Providing education on data management and reporting tools.
Ensuring cross-departmental collaboration for cohesive reporting.
Training sessions can be done in-house, or you might consider bringing in external experts to ensure comprehensive knowledge transfer.
By combining a clear timeline with targeted training, your organization will be better equipped to meet the demands of CSRD.
Whistleblowing and Its Role in CSRD Compliance
Whistleblowing plays an important role in ensuring the accuracy and credibility of sustainability reports under the Corporate Sustainability Reporting Directive (CSRD). When employees or other stakeholders have a secure way to report issues, it becomes easier to identify non-compliance or mistakes in reporting.
A whistleblowing mechanism supports transparency by allowing individuals to flag inaccuracies or unethical practices in the data that companies submit. This, in turn, boosts accountability, as organizations are more likely to correct errors and follow the required guidelines when they know there is a process in place for internal or external scrutiny.
Whistleblowing Software provides a GDPR-compliant whistleblowing channel that ensures secure, anonymous reporting, making it an effective tool to support CSRD compliance by helping companies maintain transparency and accountability in their sustainability reporting processes.

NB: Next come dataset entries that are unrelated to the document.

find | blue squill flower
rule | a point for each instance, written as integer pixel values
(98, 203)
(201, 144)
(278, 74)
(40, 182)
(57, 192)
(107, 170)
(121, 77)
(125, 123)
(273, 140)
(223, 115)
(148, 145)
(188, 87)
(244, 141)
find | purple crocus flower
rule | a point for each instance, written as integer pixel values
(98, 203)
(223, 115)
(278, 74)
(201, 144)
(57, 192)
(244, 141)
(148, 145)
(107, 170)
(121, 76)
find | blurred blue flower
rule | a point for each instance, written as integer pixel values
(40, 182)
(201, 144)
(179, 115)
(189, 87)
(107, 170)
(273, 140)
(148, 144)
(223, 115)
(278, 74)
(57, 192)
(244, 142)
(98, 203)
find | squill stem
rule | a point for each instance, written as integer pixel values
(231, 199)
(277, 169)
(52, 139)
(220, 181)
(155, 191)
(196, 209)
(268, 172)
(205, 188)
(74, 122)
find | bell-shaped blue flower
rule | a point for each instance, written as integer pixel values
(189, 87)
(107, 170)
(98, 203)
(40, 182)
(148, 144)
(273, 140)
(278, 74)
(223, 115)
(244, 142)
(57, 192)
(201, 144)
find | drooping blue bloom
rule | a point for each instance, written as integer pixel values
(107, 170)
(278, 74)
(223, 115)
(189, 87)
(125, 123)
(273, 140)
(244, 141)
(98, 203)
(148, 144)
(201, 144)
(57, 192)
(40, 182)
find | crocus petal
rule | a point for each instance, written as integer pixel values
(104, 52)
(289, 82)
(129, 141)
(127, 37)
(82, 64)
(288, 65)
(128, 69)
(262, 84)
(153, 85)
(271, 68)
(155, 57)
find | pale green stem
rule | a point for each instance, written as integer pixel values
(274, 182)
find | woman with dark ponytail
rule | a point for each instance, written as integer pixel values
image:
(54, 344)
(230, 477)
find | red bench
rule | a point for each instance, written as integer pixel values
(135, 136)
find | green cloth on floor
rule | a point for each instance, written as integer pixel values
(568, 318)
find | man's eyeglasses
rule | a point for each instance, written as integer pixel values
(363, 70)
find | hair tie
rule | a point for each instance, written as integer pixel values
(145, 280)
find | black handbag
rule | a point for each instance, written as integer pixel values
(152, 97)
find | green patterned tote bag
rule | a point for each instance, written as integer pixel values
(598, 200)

Whistleblowing also safeguards the integrity of the entire CSRD reporting process. By enabling early detection of issues, these mechanisms help ensure that the sustainability data reported is both accurate and reliable.
In short, whistleblowing helps maintain compliance by:
Detecting non-compliance or inaccuracies in sustainability reports.
Promoting transparency in how reports are compiled and submitted.
Supporting accountability at every level of the reporting process.
By encouraging open communication, companies reinforce the trustworthiness of their sustainability disclosures.
Conclusion
CSRD reporting is both a regulatory obligation and a strategic opportunity for companies. Compliance fosters transparency, but it also strengthens corporate accountability and long-term sustainability.
Prioritizing the development of structured, comprehensive reporting systems will ensure smoother adaptation to these evolving requirements. With careful planning, businesses can not only meet compliance deadlines but also improve their role as responsible corporate citizens.
Whistleblowing Software is a secure platform designed to help companies meet regulatory compliance, including CSRD requirements, by offering reliable channels for anonymous reporting.
Contact us today to ensure compliance with CSRD standards using our Whistleblowing Software.
FAQ
What Is CSRD Reporting?
CSRD is an EU directive requiring companies to report on environmental, social, and governance (ESG) factors. It ensures transparency in sustainability practices for large companies and listed SMEs.
Who Should Report to CSRD?
Companies with over 250 employees, €40 million turnover, or €20 million in assets must report, as well as all listed companies (excluding listed micro-enterprises). Non-EU companies with €150 million+ in EU turnover must also comply.
Which Companies Need to Report on CSRD?
Large companies, publicly listed firms, and some SMEs that meet two of the criteria (250+ employees, €40M+ turnover, €20M+ assets) need to comply. Non-EU firms with major EU activities must report if they earn over €150 million in EU revenue.
What Is the CSRD Human Rights Reporting?
Companies must disclose their impact on human rights, including risks, actions, and outcomes, to ensure transparency and social accountability.
When Do I Need to Start CSRD Reporting?
Large entities (500+ employees): Start in 2025 for the 2024 financial year.
Other large companies: Start in 2026 for the 2025 financial year.
Listed SMEs and others: Start in 2027 (can be delayed to 2028) for the 2026 financial year.